Committees have a bad rep. Come'on, you've heard/made the jokes yourself (A camel is a horse designed by a committee.)
But for those of us who lead technology initiatives, an advisory committee is imperative. Our district technology committee is very much modeled on the library advisory committees I led as a building media specialist. And for the same reason: to get support, buy-in, perspective, and direction from as many constituencies as possible.
These are the primary responsibilities for my tech advisory committee that meets 3-4 times a year:
- Guideline development (only school boards in MN can create "policy")
- Long-range planning/short term goal setting
- Budget development
- Program assessment and evaluation
My leadership responsibility is to help inform and guide the committee in reaching good decisions. But it is ultimately the committee's opinion that guides my direction of the department. Really, really.
The primary challenges to leading such a committee include:
- Making meetings meaningful (less reporting, more input gathering is key)
- Helping representatives of continuant groups truly be representatives
- Determining rotation and make-up of committee
- Keeping the larger organization informed about the work of the committee
- Keeping such a committee from micro-managing
- Finding and keeping parents, students and committee members - and helping them find the courage to speak out
- Seeking ways to improve the functioning of such a group (See evaluation form above)
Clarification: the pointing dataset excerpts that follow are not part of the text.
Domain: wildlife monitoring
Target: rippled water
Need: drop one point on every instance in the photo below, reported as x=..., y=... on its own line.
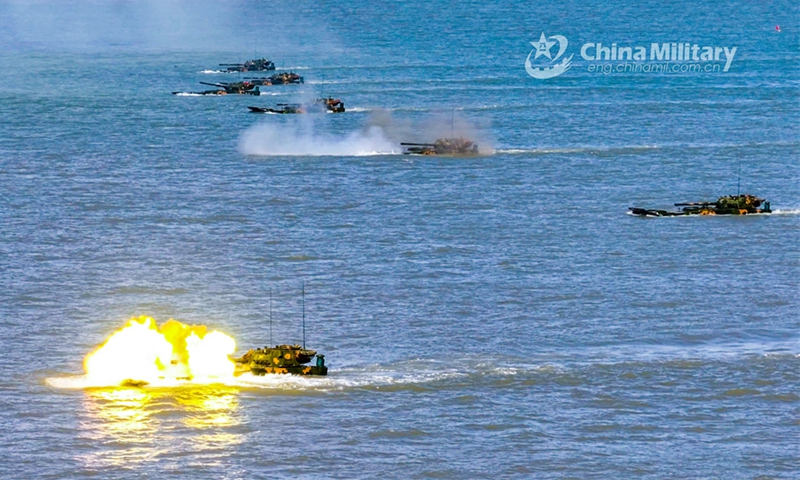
x=492, y=316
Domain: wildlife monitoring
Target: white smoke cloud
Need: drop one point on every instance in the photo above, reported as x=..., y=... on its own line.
x=303, y=139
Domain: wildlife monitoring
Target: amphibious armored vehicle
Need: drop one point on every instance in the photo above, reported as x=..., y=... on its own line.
x=282, y=78
x=281, y=359
x=256, y=65
x=224, y=88
x=442, y=146
x=727, y=205
x=330, y=105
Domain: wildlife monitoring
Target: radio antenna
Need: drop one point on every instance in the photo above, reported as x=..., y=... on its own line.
x=270, y=316
x=739, y=178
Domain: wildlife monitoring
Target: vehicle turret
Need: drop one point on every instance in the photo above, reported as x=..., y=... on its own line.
x=728, y=205
x=443, y=146
x=281, y=359
x=256, y=65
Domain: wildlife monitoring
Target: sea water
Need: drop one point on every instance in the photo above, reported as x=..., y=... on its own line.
x=492, y=316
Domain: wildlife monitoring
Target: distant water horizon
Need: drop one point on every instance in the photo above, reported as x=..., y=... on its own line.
x=495, y=315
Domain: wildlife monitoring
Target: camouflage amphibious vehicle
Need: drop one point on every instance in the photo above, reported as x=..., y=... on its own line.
x=319, y=105
x=281, y=359
x=281, y=78
x=224, y=88
x=728, y=205
x=442, y=146
x=256, y=65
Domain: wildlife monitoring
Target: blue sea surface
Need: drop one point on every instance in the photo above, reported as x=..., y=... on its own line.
x=491, y=316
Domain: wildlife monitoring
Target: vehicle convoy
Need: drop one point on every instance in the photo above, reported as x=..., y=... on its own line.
x=281, y=359
x=256, y=65
x=249, y=86
x=282, y=78
x=727, y=205
x=319, y=105
x=442, y=146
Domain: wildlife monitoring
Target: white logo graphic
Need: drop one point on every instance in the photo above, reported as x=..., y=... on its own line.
x=542, y=48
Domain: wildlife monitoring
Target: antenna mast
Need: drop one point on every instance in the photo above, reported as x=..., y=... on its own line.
x=270, y=316
x=739, y=178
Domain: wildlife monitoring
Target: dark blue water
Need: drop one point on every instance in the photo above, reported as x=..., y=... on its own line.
x=499, y=315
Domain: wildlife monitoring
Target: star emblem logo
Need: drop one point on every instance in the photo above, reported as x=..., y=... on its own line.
x=543, y=47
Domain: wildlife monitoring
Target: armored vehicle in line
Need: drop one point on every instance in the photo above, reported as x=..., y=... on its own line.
x=256, y=65
x=226, y=88
x=320, y=105
x=281, y=359
x=281, y=78
x=727, y=205
x=442, y=146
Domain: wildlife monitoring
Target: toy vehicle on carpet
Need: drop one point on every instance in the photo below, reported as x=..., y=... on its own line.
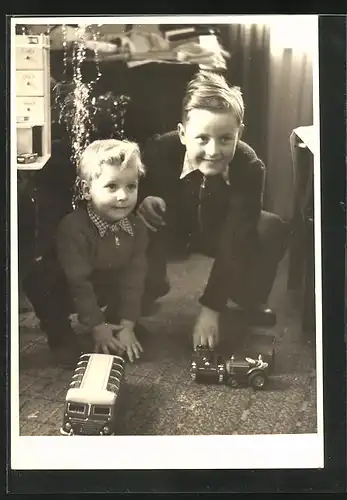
x=207, y=366
x=93, y=396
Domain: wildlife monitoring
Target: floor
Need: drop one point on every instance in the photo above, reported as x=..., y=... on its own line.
x=159, y=396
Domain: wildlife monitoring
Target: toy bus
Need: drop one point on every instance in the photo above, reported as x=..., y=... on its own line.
x=207, y=366
x=93, y=395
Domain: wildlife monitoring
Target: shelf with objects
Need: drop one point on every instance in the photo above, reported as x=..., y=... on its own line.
x=32, y=101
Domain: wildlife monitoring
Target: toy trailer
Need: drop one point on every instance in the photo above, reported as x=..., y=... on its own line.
x=206, y=366
x=93, y=396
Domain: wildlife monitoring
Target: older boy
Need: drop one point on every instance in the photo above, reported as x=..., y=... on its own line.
x=203, y=192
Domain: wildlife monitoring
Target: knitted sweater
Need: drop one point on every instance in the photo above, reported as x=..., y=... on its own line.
x=85, y=256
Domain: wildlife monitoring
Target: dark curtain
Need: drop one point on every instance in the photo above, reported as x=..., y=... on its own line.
x=248, y=68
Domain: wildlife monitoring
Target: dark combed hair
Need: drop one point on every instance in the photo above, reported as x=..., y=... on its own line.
x=211, y=91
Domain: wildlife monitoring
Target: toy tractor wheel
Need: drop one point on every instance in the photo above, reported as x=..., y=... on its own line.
x=257, y=380
x=232, y=382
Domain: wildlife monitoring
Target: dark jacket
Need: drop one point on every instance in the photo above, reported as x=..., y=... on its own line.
x=231, y=214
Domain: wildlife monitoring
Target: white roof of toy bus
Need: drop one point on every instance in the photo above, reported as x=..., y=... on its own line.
x=87, y=396
x=95, y=379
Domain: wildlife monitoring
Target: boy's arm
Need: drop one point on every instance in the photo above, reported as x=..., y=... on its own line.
x=237, y=235
x=149, y=184
x=132, y=278
x=72, y=248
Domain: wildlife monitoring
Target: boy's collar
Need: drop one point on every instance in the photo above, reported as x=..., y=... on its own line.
x=188, y=168
x=104, y=226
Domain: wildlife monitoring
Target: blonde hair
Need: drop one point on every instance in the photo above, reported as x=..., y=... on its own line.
x=111, y=152
x=211, y=91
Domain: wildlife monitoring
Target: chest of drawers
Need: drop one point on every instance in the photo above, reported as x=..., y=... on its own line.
x=32, y=100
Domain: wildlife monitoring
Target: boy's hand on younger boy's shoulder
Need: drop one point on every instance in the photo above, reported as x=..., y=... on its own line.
x=130, y=343
x=151, y=212
x=104, y=339
x=206, y=330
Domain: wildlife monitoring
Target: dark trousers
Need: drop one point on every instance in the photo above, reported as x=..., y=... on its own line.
x=47, y=289
x=259, y=269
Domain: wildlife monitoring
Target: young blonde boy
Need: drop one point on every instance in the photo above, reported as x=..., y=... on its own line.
x=101, y=248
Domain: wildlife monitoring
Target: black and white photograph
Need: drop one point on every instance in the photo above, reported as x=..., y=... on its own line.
x=166, y=243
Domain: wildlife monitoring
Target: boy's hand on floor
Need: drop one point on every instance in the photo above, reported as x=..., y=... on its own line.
x=104, y=339
x=151, y=212
x=130, y=343
x=206, y=330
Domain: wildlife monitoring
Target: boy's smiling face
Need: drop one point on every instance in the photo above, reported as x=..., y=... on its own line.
x=114, y=193
x=210, y=138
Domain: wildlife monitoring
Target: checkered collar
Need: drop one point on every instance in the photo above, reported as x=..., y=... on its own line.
x=103, y=226
x=188, y=168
Quick! Name a long term, substantive, sustainable change that occurred in your organization without the active support of your leadership. I'll wait...
That's what I thought. Now why aren't you paying more attention to the learning needs of your administrators?
Hmmmm, Scott seems to be equating leadership with administration. Personally, I've found most substantive changes are made via task-force, Professional Learning Community, external pressures (ie: state and federal mandates, parental demands) and, yes, even committees.
Most administrators I've worked for and with are managers, not leaders - with only a few notable exceptions. Is it because I have failed their learning needs - or for other reasons?